Os analistas de Wall Street costumam argumentar que em longo prazo o Spotify precisará produzir conteúdo ou controlá-lo, para evitar o pagamento de royalties salgados, da mesma forma que a Netflix produz filmes e programas de TV originais.

O Spotify paga mais de 70% do valor que fatura aos detentores de direitos. Para os artistas que sobem música diretamente para o app do Spotify, o valor dos royalties pagos é de cerca de 50% do faturamento, o que os torna uma fonte de conteúdo de custo mais baixo.

Tipicamente, para levar música a uma plataforma de streaming os artistas precisam assinar com uma gravadora ou pagar distribuidores como o SoundCloud. Por meio de um programa beta este ano, o Spotify ofereceu a algumas centenas de artistas a oportunidade de fazer a mesma coisa de graça, sem gravadora.
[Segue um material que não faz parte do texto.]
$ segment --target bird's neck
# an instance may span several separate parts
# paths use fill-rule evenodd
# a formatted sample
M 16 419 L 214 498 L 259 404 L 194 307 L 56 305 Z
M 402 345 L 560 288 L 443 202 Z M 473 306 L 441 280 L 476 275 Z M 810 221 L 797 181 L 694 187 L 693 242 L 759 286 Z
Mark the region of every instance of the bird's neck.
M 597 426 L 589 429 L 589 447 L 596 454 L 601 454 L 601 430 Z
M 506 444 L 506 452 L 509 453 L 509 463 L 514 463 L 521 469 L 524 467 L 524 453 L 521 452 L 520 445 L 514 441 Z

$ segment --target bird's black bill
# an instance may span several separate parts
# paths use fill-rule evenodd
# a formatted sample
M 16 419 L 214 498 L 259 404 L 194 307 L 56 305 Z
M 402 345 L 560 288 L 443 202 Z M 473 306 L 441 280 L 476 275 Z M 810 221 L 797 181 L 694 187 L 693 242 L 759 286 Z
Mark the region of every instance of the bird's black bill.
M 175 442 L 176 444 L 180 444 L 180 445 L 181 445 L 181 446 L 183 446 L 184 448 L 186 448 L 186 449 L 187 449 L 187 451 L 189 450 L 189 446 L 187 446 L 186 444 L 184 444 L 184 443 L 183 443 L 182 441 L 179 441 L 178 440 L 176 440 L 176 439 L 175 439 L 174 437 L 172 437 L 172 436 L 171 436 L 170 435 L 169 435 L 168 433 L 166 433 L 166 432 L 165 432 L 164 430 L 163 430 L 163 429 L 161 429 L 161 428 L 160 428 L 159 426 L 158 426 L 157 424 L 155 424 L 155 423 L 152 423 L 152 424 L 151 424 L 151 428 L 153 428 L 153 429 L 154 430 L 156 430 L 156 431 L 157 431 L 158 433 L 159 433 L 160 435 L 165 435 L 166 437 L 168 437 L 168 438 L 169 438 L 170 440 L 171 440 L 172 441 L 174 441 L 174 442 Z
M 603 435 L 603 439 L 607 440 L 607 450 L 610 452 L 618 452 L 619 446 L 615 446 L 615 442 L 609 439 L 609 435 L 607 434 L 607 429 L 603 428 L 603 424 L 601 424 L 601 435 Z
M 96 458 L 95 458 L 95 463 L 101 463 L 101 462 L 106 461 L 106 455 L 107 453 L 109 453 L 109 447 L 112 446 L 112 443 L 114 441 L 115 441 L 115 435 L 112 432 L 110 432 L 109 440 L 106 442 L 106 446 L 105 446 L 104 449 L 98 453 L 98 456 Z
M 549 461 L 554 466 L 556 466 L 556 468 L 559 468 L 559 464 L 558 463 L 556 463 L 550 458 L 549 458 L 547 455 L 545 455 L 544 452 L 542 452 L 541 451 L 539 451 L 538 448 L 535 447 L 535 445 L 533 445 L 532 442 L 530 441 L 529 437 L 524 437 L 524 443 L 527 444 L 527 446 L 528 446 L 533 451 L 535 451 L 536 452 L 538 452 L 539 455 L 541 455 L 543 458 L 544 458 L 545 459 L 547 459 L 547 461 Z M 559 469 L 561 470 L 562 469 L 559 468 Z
A história de maior sucesso foi a de Noname, poeta tornada rapper que atraiu 1,4 milhões de ouvintes ao Spotify. Ela subiu seu álbum "Room 25", idolatrado pela crítica, usando a plataforma do Spotify.

Mas para a empresa os argumentos se provaram menos convincentes. O conteúdo sonoro subido por usuários é um mercado difícil, com margens ínfimas. O mercado está lotado: dezenas de empresas oferecem serviços de marketing e distribuição pagos a artistas independentes, entre as quais SoundCloud, CD Baby e TuneCore.

"Ainda que o Spotify seja muito grande, há muitas outras plataformas no mercado", disse Pieter van Rijn, presidente-executivo da Fuga, uma das plataformas de upload que o Spotify recomenda que seus aristas independentes usem, agora. "Mas foi definitivamente uma surpresa para mim que eles tenham decidido parar, porque falaram muito sobre [o plano]".

Van Rijn diz que o setor está "em transição", com mais empresas executando serviços que costumavam caber às gravadoras. "Os artistas procuravam as gravadoras, as gravadoras contatavam distribuidores, e os distribuidores levavam o produto ao consumidor, em streaming ou via lojas", ele disse.

"Agora estamos vendo [alta] forte no número de empresas capazes de fornecer esses serviços aos artistas para que lancem produtos diretamente".

O esforço por atrair artistas independentes também desgastou o relacionamento entre o Spotify e as grandes gravadoras, e o momento da reviravolta anunciada por Ek esta semana é sintomático: a empresa está em meio a importantes negociações de licenciamento com as gravadoras, que afetarão suas margens de lucro por anos.

Quanto aos investidores, o Spotify agora enfatiza os podcasts, sua mais recente aposta em controlar conteúdo exclusivo. A empresa planeja gastar US$ 500 milhões em aquisições nesse ramo. Mark Mahaney, analista da RBC Capital, antecipa que o investimento em podcasts possa gerar US$ 500 milhões anuais em faturamento para o Spotify, em 2022.

"Não é por coincidência que eles estão promovendo os podcasts com tanta agressividade", disse Mulligan. "Precisavam de outra narrativa para apresentar aos investidores.

O risco calculado que o Spotify está assumindo é o de que os investidores sintam que os podcasts têm possibilidades de ascensão suficientes para compensar a [aposta fracassada].

O movimento dos preços das ações nas duas próximas semanas nos dirá se isso é o bastante".